A liquid asset is a type of asset that can be converted to cash as required. Liquid assets can be money market instruments, cash, and marketable securities. Both businesses and individuals can use liquid assets and track them depending on their portion of net worth to be used. For ease of financial accounting, liquid assets are calculated as current assets.

The common security assets are securities and cash, which can be transacted to cash immediately. When you consider liquid assets in business, it includes both external reporting and internal performance. A company with a high amount of liquid assets shows a high capability of paying off debt as they become due.

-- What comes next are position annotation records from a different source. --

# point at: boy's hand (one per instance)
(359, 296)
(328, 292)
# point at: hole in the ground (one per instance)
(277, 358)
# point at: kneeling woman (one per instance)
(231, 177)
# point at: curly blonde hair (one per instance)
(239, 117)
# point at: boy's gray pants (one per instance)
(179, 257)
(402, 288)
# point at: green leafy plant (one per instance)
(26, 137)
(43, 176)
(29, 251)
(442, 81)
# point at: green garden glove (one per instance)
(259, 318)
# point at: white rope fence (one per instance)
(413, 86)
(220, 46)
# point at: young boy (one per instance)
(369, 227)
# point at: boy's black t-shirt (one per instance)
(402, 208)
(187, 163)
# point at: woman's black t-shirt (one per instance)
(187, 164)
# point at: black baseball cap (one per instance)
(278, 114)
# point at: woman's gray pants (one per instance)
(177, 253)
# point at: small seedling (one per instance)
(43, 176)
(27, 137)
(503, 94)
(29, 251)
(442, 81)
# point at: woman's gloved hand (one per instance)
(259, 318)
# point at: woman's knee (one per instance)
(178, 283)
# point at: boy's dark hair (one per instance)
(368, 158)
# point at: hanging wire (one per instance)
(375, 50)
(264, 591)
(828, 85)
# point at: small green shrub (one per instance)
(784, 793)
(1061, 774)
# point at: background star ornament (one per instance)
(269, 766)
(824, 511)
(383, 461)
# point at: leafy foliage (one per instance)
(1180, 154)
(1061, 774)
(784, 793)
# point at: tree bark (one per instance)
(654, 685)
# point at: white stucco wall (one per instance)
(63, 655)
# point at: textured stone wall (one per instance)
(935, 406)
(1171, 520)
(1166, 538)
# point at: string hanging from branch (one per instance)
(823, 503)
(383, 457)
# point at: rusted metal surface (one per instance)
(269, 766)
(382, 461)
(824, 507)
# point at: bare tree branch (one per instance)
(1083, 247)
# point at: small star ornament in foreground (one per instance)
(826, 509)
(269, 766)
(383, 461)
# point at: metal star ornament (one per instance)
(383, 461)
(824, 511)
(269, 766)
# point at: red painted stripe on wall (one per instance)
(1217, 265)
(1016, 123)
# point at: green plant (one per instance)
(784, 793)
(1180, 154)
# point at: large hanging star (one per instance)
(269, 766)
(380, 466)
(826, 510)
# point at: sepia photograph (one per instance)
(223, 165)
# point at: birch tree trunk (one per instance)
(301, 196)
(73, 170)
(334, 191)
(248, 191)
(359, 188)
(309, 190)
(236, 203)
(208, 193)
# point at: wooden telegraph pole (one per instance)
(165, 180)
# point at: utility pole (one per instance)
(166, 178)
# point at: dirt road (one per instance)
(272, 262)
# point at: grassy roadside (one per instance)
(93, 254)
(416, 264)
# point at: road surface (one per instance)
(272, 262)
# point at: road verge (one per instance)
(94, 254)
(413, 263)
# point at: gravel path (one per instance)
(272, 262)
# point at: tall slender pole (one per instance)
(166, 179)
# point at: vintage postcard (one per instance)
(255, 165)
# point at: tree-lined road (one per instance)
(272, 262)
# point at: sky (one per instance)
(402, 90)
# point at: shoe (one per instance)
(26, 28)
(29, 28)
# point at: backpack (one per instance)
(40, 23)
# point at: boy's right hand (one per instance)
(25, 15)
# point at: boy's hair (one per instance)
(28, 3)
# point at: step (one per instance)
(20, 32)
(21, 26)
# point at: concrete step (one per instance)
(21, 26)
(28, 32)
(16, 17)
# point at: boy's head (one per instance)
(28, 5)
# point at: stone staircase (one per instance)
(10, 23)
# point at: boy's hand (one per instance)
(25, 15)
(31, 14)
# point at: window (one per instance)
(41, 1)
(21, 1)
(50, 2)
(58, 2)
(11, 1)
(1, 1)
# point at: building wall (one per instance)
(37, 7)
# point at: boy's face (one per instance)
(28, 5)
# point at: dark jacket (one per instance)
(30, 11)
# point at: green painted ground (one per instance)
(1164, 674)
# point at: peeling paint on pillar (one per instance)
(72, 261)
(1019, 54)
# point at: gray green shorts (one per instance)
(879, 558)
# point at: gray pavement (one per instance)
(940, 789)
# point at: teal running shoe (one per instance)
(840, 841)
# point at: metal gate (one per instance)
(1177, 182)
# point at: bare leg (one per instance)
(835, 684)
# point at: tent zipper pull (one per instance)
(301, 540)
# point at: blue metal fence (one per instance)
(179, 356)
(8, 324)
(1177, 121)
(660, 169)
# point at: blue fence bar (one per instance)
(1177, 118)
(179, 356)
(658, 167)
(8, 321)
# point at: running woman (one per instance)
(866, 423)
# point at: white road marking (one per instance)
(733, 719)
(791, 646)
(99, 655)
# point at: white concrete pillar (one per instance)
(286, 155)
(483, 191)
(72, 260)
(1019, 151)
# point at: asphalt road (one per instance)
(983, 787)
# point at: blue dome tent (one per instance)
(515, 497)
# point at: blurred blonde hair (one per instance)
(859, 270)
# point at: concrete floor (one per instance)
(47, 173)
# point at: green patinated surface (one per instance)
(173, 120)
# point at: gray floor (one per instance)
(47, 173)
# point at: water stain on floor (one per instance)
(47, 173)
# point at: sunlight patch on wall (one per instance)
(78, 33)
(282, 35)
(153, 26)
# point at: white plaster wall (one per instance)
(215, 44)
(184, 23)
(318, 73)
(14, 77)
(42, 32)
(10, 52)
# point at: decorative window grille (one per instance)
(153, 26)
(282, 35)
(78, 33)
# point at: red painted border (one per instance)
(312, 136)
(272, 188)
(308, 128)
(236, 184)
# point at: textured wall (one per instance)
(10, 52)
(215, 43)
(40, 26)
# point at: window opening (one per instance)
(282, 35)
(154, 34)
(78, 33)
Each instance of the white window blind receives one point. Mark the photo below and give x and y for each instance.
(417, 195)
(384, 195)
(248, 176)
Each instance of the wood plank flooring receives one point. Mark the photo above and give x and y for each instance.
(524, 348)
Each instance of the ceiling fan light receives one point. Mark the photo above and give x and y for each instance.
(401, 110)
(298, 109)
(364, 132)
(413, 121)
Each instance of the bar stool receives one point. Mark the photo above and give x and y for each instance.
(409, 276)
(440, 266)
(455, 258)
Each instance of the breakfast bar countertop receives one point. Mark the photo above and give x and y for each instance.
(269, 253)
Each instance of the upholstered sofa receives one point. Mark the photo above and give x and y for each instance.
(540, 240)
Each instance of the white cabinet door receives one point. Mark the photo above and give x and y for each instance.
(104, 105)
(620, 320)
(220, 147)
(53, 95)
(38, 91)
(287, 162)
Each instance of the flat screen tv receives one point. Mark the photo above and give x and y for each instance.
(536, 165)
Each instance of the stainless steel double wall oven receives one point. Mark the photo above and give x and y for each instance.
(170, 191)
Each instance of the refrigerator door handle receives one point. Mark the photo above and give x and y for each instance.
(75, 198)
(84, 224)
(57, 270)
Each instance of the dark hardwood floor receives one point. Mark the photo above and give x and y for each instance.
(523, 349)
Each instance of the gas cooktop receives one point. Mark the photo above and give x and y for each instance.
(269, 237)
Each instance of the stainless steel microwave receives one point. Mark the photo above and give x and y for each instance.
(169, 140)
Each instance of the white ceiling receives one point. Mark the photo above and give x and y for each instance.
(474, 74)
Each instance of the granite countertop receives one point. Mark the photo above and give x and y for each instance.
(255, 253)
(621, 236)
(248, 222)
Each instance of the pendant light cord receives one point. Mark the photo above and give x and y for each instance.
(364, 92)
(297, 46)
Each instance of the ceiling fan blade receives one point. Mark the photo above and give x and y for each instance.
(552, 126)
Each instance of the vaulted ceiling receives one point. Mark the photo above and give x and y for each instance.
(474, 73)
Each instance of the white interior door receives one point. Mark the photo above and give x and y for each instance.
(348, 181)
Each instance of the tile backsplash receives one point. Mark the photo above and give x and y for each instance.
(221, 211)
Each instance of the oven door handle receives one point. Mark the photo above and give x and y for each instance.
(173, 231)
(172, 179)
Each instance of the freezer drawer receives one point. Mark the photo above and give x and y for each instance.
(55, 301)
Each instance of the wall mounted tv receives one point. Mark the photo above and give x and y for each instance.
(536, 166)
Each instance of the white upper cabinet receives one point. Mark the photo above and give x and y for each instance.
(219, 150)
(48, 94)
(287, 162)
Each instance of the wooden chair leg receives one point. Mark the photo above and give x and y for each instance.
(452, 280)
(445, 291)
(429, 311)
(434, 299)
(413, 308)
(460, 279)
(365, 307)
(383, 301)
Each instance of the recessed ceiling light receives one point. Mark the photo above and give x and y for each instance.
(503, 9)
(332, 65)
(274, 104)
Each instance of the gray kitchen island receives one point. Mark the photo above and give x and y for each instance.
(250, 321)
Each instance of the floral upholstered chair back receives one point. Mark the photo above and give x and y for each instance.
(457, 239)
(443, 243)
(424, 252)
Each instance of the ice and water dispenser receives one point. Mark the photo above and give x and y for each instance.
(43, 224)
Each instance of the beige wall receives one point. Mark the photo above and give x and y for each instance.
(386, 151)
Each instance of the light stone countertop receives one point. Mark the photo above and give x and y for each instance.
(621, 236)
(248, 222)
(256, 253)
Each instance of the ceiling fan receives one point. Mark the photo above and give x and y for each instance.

Companies have their ways of balancing cash and how to show them on the balance sheet. However, paying bills and managing the company expenditures are mainly required. Therefore, the banking industry has to hold a certain amount of cash and its equivalent for the company to comply with the standards set by the industry.

Definition

A liquid asset can be in the form of cash or an asset that can be converted into cash as required. When considering liquidity, cash is considered legal tender. After this, the assets can be converted to cash, and the asset holder can expect to get the cash in the exchange transaction. Liquid assets are seen as cash and are often called cash equivalents. Therefore, it can be said that the asset can be exchanged anytime for cash.

There are certain factors to consider for a liquid asset to make liquid. It should be done in an established market with readily available buyers in large numbers. Ownership transfer is secured and can be done easily. However, the time taken for cash conversion varies from one case to another.

The common liquid assets are securities and cash that can be easily transacted in place of cash. Therefore, companies will look for assets with cash conversion. When you consider them collectively, these assets are called as company’s current assets. It broadens the liquid assets' scope, including inventory and receivable accounts. 

There are several key ratios to analyze liquidity, mainly the solvency ratio. Besides, it is current and quick ratios to consider in measuring the liquidity in the best way possible. In the case of current ratios, it is the current assets that the company uses and its ability to cover up the liabilities with the current assets and survive in challenging situations like pandemics and others.

On the other hand, a quick ratio is a solvency ratio that shows a company’s ability to cover the current liabilities, mostly liquid assets. The ratio will include the accounts receivable.

Use of Liquid Asset in Real Estate

It is land and real estate investment that are considered to be non-liquid assets. Therefore, it can take months for a company or individual to get the cash from the sale of a non-liquid asset. Therefore, if a company has a real estate property and wishes to liquidate it, it must clear its obligations on time before opting for the investment.